Three days out of the Kharsa I began to worry about Cuinn.

It was of course a spectacular piece of bad luck to find all three of the men from the spaceport cafe in Kyral’s caravan. Kyral had obviously not known me, and even by daylight he paid no attention to me except to give an occasional order. The second of the three was a gangling kid who probably never gave me a second look, let alone a third.

But Cuinn was another matter. He was a man my own age, and his fierce eyes had a shrewdness in them that I did not trust. More than once I caught him watching me, and on the two or three occasions when he drew me into conversation, I found his questions more direct than Dry-town good manners allowed. I weighed the possibility that I might have to kill him before we reached Shainsa.

We crossed the foothills and began to climb upward toward the mountains. The first few days I found myself short of breath as we worked upward into thinner air, then my acclimatization returned and I began to fall into the pattern of the days and nights on the trail. The Trade City was still a beacon in the night, but its glow on the horizon grew dimmer with each day’s march.

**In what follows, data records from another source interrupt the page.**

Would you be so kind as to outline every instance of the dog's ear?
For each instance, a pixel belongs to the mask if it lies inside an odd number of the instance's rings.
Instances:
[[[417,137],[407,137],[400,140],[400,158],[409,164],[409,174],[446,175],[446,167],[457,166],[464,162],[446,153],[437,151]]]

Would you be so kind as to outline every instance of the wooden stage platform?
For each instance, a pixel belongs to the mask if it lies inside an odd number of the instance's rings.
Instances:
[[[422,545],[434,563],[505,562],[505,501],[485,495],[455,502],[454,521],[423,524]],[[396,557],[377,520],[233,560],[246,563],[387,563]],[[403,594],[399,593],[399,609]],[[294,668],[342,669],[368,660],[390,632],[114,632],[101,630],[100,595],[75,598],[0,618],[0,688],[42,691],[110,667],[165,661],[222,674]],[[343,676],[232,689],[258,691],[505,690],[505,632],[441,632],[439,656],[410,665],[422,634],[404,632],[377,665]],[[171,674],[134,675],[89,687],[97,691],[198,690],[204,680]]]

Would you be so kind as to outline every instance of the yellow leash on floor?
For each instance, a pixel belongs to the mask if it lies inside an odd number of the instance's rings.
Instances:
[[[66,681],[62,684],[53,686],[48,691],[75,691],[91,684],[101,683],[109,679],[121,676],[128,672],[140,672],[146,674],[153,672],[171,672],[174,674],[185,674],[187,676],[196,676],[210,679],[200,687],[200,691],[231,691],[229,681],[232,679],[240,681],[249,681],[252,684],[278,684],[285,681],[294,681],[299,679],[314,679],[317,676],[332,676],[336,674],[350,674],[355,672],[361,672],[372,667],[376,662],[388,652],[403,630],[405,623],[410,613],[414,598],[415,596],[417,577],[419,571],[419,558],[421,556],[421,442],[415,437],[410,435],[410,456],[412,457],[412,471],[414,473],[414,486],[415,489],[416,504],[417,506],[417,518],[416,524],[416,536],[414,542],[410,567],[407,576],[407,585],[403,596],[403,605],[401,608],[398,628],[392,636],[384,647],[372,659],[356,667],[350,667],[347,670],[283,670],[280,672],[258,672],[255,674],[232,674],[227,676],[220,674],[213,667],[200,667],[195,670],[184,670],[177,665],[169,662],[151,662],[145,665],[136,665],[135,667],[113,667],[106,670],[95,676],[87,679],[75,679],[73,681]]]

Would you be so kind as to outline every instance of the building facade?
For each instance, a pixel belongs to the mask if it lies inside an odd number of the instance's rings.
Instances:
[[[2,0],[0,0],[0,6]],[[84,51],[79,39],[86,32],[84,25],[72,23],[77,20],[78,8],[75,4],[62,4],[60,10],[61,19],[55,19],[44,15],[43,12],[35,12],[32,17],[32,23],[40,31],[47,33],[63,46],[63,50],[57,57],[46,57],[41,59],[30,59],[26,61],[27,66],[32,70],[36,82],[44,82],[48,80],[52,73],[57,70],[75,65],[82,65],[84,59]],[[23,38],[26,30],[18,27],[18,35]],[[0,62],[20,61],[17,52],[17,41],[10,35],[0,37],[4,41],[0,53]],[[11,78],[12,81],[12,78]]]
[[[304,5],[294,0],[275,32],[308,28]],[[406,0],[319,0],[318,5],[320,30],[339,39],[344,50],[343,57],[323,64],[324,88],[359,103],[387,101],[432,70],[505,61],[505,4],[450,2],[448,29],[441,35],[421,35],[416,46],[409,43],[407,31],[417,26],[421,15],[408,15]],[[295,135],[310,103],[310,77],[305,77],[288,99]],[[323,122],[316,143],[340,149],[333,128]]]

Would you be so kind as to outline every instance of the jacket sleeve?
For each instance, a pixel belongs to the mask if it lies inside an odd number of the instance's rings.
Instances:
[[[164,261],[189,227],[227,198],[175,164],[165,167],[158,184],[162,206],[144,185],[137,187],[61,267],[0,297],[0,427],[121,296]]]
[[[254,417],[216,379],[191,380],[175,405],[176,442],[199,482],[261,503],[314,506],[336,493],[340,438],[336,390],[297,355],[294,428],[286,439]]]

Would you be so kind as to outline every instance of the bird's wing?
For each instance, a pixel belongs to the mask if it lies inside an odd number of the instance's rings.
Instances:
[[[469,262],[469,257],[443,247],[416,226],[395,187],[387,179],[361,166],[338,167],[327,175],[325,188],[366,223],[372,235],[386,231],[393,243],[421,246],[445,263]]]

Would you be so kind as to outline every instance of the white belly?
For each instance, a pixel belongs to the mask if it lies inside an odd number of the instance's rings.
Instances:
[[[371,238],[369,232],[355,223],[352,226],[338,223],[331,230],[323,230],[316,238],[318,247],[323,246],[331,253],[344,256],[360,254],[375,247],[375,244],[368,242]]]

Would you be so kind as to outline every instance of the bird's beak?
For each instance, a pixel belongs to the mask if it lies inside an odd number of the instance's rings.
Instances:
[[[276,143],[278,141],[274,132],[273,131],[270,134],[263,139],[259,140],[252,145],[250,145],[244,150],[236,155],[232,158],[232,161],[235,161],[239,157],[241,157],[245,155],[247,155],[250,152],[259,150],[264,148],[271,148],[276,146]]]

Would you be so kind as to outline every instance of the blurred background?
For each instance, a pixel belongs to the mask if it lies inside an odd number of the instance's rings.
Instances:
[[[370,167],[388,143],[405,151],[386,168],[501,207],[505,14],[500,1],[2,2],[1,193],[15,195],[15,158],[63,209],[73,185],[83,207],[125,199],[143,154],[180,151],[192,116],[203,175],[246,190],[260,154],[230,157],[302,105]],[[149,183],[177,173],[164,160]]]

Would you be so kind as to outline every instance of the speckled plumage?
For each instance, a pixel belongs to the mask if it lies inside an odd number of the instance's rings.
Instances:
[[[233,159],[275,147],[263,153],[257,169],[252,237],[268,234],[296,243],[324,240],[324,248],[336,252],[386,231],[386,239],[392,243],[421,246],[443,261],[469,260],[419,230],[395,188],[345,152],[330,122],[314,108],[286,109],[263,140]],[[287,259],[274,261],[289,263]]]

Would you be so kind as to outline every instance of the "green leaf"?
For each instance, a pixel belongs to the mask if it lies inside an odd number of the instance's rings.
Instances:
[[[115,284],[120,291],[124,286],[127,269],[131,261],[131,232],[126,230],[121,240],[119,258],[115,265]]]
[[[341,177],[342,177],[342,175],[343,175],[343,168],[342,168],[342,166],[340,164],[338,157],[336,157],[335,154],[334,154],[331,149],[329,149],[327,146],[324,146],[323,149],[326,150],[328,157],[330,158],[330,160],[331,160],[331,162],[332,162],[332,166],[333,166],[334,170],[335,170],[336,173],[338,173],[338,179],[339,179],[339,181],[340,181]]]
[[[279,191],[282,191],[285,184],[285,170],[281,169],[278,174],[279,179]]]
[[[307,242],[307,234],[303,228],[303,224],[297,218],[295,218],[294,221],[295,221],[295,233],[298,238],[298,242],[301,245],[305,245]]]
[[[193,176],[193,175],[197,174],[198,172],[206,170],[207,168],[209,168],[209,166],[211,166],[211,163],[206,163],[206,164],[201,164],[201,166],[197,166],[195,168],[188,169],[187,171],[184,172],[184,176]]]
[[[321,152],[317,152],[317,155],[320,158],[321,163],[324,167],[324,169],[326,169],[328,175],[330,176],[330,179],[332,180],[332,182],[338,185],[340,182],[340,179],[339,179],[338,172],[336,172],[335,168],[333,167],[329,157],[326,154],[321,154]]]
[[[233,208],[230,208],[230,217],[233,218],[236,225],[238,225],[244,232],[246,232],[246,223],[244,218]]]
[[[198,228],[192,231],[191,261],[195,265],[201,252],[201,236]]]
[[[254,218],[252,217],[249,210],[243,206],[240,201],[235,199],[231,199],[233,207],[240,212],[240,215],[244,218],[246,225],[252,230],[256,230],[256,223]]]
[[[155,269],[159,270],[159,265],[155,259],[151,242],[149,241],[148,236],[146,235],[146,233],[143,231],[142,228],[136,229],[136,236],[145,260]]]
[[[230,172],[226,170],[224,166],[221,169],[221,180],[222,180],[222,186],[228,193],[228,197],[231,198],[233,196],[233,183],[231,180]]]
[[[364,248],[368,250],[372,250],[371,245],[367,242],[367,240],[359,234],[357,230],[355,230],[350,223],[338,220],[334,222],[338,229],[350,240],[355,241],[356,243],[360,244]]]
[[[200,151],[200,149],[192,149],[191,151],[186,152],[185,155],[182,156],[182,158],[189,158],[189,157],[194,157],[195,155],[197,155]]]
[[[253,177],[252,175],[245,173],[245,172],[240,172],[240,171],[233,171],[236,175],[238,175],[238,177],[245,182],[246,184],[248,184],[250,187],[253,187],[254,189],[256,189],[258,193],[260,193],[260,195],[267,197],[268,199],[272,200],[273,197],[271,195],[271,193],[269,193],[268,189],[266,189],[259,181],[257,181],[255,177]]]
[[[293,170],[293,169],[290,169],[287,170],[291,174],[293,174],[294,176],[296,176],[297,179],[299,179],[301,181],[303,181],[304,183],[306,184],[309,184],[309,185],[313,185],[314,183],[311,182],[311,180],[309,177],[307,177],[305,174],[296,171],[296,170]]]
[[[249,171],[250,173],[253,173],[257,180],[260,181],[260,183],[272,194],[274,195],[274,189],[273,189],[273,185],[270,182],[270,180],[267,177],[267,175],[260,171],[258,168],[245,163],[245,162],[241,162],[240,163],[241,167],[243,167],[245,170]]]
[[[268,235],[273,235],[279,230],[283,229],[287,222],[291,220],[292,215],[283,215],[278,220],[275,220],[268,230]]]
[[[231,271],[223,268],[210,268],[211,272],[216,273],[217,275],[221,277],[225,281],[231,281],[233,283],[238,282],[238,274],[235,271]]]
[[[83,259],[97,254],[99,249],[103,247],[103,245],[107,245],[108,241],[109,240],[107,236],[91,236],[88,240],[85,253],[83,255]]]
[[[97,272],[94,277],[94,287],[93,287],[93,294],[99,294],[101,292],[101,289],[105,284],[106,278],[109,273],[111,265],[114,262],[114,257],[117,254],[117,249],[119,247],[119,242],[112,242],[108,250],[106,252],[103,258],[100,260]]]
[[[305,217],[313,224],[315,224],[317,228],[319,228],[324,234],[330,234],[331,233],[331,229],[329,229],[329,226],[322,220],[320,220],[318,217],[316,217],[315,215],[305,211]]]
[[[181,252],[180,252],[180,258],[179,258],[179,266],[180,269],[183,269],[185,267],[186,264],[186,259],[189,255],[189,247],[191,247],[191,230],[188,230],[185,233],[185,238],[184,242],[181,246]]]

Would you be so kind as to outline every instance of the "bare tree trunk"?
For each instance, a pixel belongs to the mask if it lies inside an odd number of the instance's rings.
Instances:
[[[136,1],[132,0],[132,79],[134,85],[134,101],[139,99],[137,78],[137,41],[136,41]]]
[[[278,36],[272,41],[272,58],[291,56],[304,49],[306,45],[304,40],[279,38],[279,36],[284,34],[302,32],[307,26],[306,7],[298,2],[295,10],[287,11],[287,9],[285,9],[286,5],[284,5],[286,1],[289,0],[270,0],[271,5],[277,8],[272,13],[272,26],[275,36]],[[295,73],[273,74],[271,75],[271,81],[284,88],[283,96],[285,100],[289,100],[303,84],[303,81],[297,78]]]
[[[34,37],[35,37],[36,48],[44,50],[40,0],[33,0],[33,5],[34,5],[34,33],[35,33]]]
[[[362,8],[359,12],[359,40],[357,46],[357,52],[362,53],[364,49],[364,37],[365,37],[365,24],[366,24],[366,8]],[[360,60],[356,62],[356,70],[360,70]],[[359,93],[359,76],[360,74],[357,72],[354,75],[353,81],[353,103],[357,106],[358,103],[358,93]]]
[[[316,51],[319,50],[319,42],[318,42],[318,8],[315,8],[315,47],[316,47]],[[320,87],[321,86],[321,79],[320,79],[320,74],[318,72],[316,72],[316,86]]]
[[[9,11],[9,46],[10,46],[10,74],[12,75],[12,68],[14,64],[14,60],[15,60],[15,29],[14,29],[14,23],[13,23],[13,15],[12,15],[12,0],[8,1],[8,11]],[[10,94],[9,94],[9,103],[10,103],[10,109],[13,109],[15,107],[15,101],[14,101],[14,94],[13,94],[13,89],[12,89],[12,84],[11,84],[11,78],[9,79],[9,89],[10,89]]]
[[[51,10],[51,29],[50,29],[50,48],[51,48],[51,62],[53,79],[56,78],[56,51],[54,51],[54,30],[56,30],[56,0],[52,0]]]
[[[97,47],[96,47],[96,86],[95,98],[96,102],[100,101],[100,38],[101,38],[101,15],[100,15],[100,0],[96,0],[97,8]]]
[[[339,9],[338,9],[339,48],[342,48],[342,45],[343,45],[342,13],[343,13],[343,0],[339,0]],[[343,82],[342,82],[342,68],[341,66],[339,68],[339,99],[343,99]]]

Higher we climbed, along dangerous trails where men had to dismount and let the pack animals pick their way, foot by foot. Here in these altitudes the sun at noonday blazed redder and brighter, and the Dry-towners, who come from the parched lands in the sea-bottoms, were burned and blistered by the fierce light. I had grown up under the blazing sun of Terra, and a red sun like Wolf, even at its hottest, caused me no discomfort. This alone would have made me suspect. Once again I found Cuinn’s fierce eyes watching me.

As we crossed the passes and began to descend the long trail through the thick forests, we got into nonhuman country. Racing against the Ghost Wind, we skirted the country around Charin, and the woods inhabited by the terrible Ya-men, birdlike creatures who turn cannibal when the Ghost Wind blows.

Later the trail wound through thicker forests of indigo trees and grayish-purple brushwood, and at night we heard the howls of the catmen of these latitudes. At night we set guards about the caravan, and the dark spaces and shadows were filled with noises and queer smells and rustlings.